SQLite Forum

SQLite temp file is removed but still kept by java process

SQLite temp file still kept by java process after close a connection

(1.2) By Artur (aaukhatov) on 2020-10-09 06:53:32 edited from 1.1 [link]

SQLite's temp file is removed but still kept by java process, it uses disk space and can lead for excessive disk usage. But we close the connection of the db file.

Is it a bug of the sqlite-jdbc driver?

(2) By Keith Medcalf (kmedcalf) on 2020-10-08 19:02:42 in reply to 1.1 [link]

Define "temp file", "removed" and "still kept".

Or better yet show your work that leads you to ask the question.

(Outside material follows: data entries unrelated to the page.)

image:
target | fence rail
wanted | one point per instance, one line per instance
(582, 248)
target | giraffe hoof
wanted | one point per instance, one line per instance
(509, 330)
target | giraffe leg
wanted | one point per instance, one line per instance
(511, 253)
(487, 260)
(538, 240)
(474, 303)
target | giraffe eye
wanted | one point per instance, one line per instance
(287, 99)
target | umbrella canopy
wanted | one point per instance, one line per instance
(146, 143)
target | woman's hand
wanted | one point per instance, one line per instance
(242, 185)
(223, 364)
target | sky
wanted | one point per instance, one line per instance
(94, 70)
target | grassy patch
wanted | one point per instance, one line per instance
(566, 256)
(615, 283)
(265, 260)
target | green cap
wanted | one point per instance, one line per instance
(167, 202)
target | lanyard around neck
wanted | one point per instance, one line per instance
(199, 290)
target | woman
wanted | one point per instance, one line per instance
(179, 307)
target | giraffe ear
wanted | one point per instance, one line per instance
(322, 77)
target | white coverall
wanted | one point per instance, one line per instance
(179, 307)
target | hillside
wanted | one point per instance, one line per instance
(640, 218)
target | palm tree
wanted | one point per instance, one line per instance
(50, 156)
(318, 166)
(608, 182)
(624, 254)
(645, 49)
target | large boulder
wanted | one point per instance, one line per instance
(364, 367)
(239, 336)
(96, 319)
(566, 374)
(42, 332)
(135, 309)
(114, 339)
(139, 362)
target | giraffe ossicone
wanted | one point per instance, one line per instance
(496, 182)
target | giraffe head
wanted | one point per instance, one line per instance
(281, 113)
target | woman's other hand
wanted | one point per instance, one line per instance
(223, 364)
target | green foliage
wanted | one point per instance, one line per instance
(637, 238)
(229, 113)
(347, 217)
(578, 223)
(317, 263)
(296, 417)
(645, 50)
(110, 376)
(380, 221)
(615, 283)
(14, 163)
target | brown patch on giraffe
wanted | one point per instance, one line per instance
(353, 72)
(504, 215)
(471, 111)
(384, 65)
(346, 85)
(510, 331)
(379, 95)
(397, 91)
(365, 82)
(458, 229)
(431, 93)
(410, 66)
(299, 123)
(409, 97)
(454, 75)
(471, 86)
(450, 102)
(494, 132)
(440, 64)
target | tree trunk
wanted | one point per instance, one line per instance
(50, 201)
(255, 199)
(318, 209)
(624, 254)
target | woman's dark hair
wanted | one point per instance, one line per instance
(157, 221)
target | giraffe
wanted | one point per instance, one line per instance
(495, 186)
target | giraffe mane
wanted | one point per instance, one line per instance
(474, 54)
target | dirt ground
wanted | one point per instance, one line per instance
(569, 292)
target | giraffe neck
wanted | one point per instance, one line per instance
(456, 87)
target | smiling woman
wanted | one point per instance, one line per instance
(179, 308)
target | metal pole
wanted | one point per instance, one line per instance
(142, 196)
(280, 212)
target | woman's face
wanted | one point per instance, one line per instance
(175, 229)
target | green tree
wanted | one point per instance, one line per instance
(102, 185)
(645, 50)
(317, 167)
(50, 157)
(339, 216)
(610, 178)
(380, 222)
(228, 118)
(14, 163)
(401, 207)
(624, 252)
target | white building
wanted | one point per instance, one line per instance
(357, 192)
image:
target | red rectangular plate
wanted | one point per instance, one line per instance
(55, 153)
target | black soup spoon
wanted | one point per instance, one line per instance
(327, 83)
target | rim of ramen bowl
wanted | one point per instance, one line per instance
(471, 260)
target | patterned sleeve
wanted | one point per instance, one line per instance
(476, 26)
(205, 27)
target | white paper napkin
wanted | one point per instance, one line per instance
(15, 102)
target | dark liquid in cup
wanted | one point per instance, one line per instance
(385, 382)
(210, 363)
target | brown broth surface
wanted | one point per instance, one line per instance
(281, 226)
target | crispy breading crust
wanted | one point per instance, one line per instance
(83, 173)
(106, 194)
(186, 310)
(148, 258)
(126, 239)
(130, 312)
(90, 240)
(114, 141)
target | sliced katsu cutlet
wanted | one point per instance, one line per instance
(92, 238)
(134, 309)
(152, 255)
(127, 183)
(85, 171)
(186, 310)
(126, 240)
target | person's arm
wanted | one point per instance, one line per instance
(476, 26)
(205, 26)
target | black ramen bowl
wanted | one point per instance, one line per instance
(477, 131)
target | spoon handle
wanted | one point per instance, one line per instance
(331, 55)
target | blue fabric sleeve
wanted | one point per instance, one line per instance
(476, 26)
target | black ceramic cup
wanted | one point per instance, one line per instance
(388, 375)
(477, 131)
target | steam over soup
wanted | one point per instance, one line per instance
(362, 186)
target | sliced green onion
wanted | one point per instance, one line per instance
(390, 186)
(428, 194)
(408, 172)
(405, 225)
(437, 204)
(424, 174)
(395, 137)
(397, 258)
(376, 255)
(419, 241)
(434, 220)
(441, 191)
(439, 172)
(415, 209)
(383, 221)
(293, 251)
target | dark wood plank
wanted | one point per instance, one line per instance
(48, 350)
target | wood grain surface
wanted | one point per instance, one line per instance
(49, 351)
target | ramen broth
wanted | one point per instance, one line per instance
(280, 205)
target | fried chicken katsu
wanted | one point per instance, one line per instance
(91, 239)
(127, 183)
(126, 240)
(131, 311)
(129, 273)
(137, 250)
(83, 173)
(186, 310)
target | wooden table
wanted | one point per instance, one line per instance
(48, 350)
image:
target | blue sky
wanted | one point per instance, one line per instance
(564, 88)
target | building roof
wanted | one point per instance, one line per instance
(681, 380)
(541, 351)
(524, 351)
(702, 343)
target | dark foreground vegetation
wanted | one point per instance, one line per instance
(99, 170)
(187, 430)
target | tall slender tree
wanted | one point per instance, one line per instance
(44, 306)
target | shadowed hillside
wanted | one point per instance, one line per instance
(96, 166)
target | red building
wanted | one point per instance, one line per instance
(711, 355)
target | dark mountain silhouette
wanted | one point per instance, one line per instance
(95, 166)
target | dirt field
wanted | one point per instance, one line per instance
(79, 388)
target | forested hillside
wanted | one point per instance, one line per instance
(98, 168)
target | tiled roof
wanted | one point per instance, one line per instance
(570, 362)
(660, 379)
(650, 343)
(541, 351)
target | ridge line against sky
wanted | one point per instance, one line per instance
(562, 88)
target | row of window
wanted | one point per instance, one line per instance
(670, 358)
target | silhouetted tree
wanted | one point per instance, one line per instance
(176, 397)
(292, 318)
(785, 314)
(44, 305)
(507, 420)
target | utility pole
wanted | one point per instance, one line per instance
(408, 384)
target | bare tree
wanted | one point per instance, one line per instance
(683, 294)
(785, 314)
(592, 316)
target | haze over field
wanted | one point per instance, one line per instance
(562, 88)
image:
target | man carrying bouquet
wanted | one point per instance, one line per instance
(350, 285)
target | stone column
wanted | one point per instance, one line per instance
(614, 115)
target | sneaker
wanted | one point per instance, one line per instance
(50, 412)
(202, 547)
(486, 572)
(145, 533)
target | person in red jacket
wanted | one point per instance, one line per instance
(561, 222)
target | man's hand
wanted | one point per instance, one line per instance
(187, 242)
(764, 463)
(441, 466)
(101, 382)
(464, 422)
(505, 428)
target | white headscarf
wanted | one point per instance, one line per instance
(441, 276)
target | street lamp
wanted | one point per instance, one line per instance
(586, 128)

(3) By anonymous on 2020-10-09 08:13:58 in reply to 1.2 [link]

What do you mean? Is the temp file removed or is it kept? Cannot be both.

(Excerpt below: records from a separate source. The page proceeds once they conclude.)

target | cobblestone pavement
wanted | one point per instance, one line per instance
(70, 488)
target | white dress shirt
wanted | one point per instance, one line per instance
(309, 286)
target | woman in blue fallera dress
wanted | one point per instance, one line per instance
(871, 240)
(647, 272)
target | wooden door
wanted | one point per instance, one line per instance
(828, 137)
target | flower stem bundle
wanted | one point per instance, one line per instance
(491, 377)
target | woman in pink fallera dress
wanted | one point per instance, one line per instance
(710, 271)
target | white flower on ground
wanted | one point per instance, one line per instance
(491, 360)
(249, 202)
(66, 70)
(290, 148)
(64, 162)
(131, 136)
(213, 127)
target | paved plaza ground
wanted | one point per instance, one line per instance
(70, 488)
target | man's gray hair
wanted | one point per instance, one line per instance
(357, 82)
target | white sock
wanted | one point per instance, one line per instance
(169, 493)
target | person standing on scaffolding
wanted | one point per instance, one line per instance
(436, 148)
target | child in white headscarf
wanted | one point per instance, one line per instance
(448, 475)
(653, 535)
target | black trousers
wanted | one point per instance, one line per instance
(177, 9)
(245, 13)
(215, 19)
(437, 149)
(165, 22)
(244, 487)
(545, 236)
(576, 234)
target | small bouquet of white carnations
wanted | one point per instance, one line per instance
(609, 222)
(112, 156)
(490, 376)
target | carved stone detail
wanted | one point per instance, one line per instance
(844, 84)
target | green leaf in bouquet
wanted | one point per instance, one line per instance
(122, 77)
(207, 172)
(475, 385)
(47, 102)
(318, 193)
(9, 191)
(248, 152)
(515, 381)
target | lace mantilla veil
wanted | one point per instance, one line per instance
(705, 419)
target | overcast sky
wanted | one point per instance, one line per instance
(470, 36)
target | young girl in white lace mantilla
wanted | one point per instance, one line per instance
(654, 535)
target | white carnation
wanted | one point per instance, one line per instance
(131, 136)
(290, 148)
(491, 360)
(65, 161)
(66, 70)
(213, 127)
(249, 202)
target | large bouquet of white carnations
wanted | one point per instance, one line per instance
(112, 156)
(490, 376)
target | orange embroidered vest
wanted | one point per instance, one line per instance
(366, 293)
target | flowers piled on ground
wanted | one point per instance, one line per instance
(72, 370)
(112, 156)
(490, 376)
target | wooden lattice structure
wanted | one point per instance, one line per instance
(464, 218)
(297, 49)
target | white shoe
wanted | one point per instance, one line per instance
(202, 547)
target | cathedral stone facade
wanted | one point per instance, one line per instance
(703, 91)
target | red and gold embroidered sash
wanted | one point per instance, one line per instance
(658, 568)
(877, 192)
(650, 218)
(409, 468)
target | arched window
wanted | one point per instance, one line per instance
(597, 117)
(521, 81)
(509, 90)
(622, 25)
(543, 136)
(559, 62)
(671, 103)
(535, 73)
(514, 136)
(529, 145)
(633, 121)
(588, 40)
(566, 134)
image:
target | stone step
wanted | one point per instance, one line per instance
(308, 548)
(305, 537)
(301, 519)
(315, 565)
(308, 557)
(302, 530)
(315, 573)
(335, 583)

(4) By Artur (aaukhatov) on 2020-10-09 11:19:40 in reply to 3 [link]

Unfortunately both.
The temp file is deleted, but it still takes a disk space.

lsof | grep deleted
33558748 /mnt/sqlite.tmp/xxxx.tmp (deleted)

(5) By Keith Medcalf (kmedcalf) on 2020-10-09 12:06:29 in reply to 4 [link]

LSOF lists open files so the file cannot be deleted because it is open.  

It has been marked for deletion and will be deleted by the Operating System when it is closed.

(6) By Artur (aaukhatov) on 2020-10-09 13:43:07 in reply to 5 [link]

The connection was closed

(7) By Keith Medcalf (kmedcalf) on 2020-10-09 19:33:52 in reply to 6 [link]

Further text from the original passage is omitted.